A year after the former Citicorp announced a sweeping restructuring program, the company has not yet cut half of the 7,500 jobs it targeted 13 months ago.
Citicorp-now part of the newly merged Citigroup-has cut 3,119 employees, or 42% of that goal, according to an 8K document filed Friday with the Securities and Exchange Commission.
Most of the jobs that were earmarked for elimination are in the back office that supports global consumer businesses.
Citi announced the $889 million restructuring with its third-quarter 1997 earnings report. The company said the cost-cutting effort continued after its merger with Travelers Group was completed in October.

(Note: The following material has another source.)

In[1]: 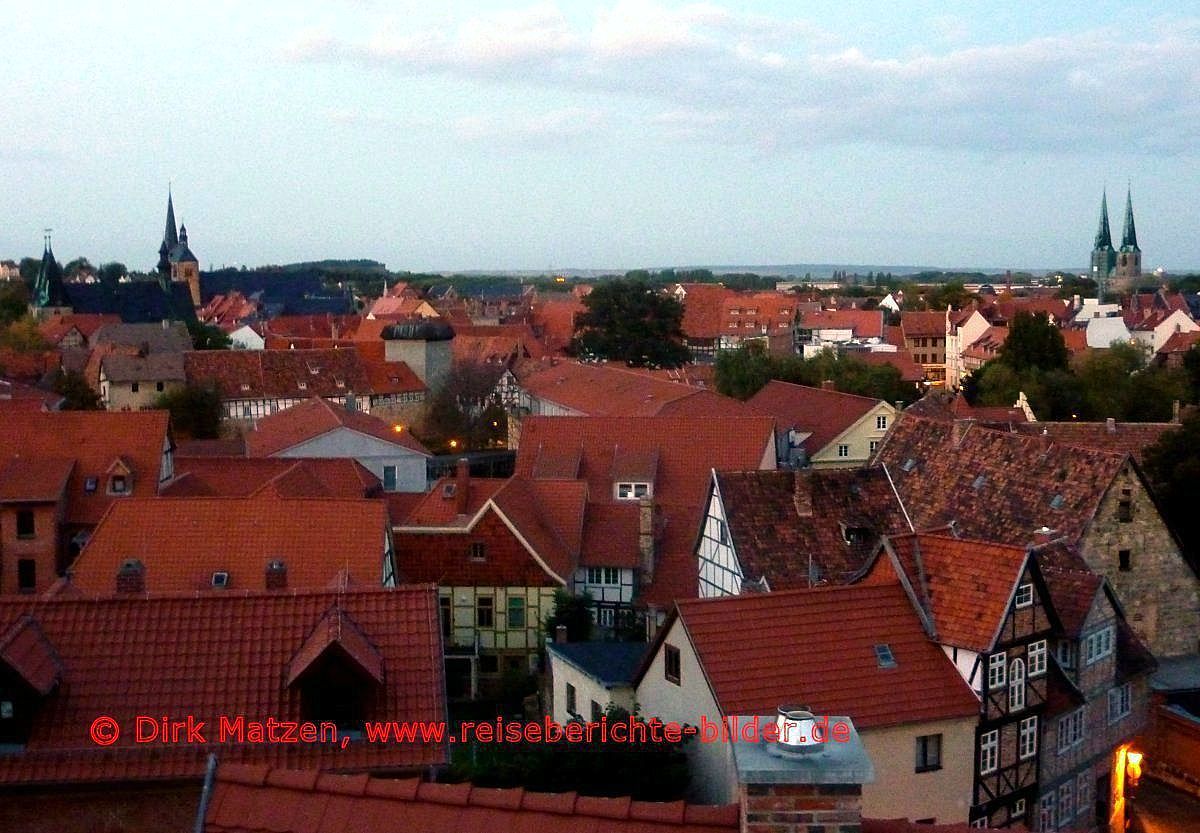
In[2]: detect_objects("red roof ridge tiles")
[204,763,740,833]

Analysts said the program may have been sidetracked by merger-related issues. "Citi might have gotten farther along by now," said George Bicher, an analyst at BT Alex. Brown. "But you could expect the cost-cutting to accelerate now, especially on the consumer side."

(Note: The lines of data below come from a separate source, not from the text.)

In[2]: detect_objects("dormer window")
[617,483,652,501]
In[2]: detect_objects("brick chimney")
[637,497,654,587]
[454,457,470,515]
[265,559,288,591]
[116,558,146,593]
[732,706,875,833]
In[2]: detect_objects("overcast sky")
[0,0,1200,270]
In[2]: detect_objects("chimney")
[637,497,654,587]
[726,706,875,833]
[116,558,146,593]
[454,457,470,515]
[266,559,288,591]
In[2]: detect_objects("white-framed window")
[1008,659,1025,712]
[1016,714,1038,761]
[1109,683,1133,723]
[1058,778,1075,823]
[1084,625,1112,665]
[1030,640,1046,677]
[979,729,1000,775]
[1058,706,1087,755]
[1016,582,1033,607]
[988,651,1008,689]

Many of the job cuts took place from July through September of this year. During the third quarter, 1,335 job cuts were attributed to the restructuring program.
Citi also said it has spent about two-thirds of the money set aside for the program to date, or about $590 million. Most of that has gone to employee compensation.

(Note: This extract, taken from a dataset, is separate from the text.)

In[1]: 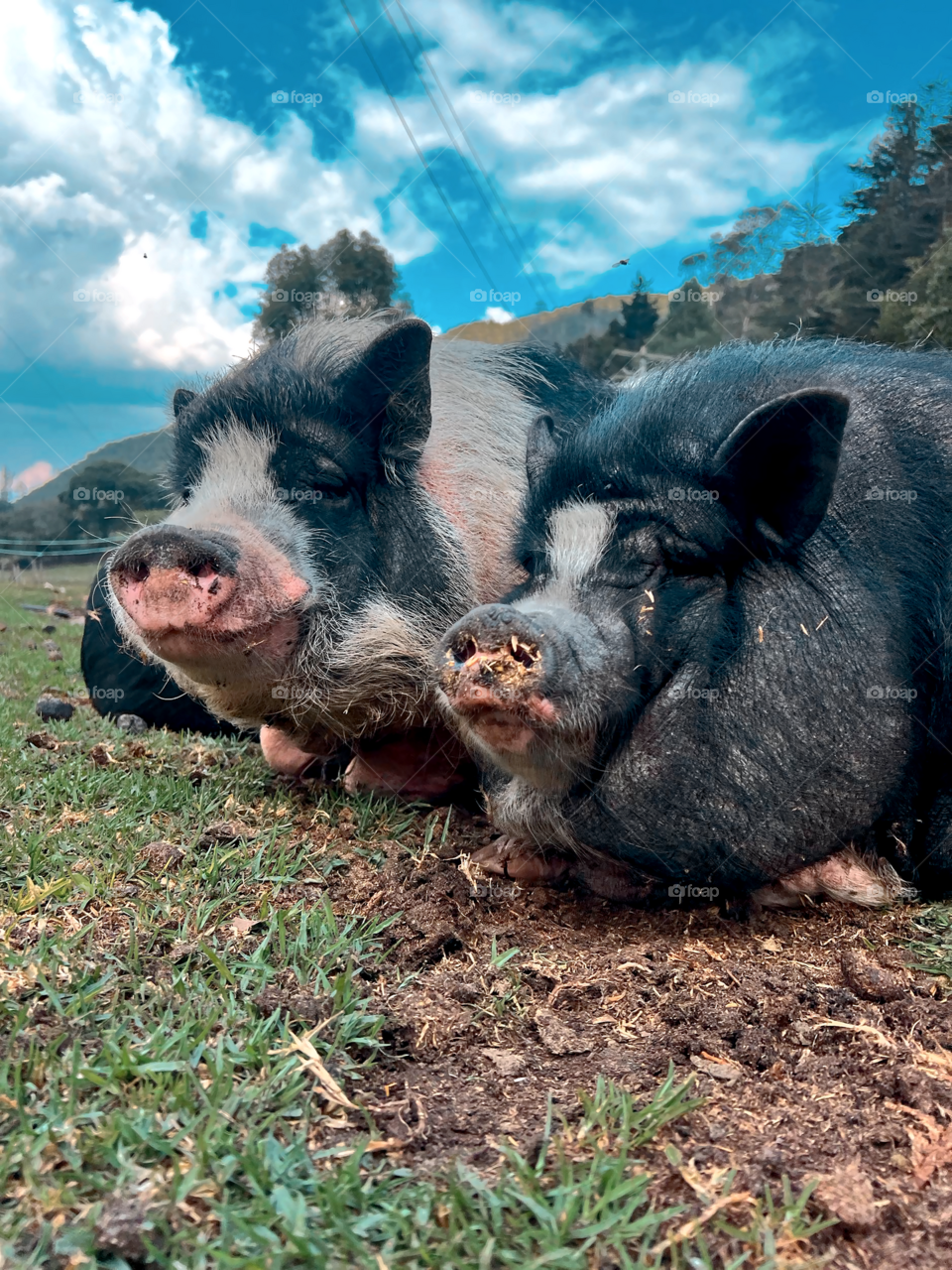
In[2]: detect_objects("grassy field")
[0,569,948,1270]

Travelers took a charge in the fourth quarter last year related to its purchase of Salomon Brothers. About 60% of the $838 millionset aside for that restructuring has been spent, according to the company's filing.
A Citigroup spokesman has said that the company could reduce its 160,000-member work force by as much as 5%, or 8,000, by yearend.
Most of the cuts would come from the previously announced restructurings at Citi and Travelers. Some will also result from layoffs in corporate and investment banking due to a slowing in those businesses, analysts said.
More than 200 employees have been dismissed from the company's equity and fixed-income units since the end of the third quarter, when Citigroup posted trading-related losses of $522 million.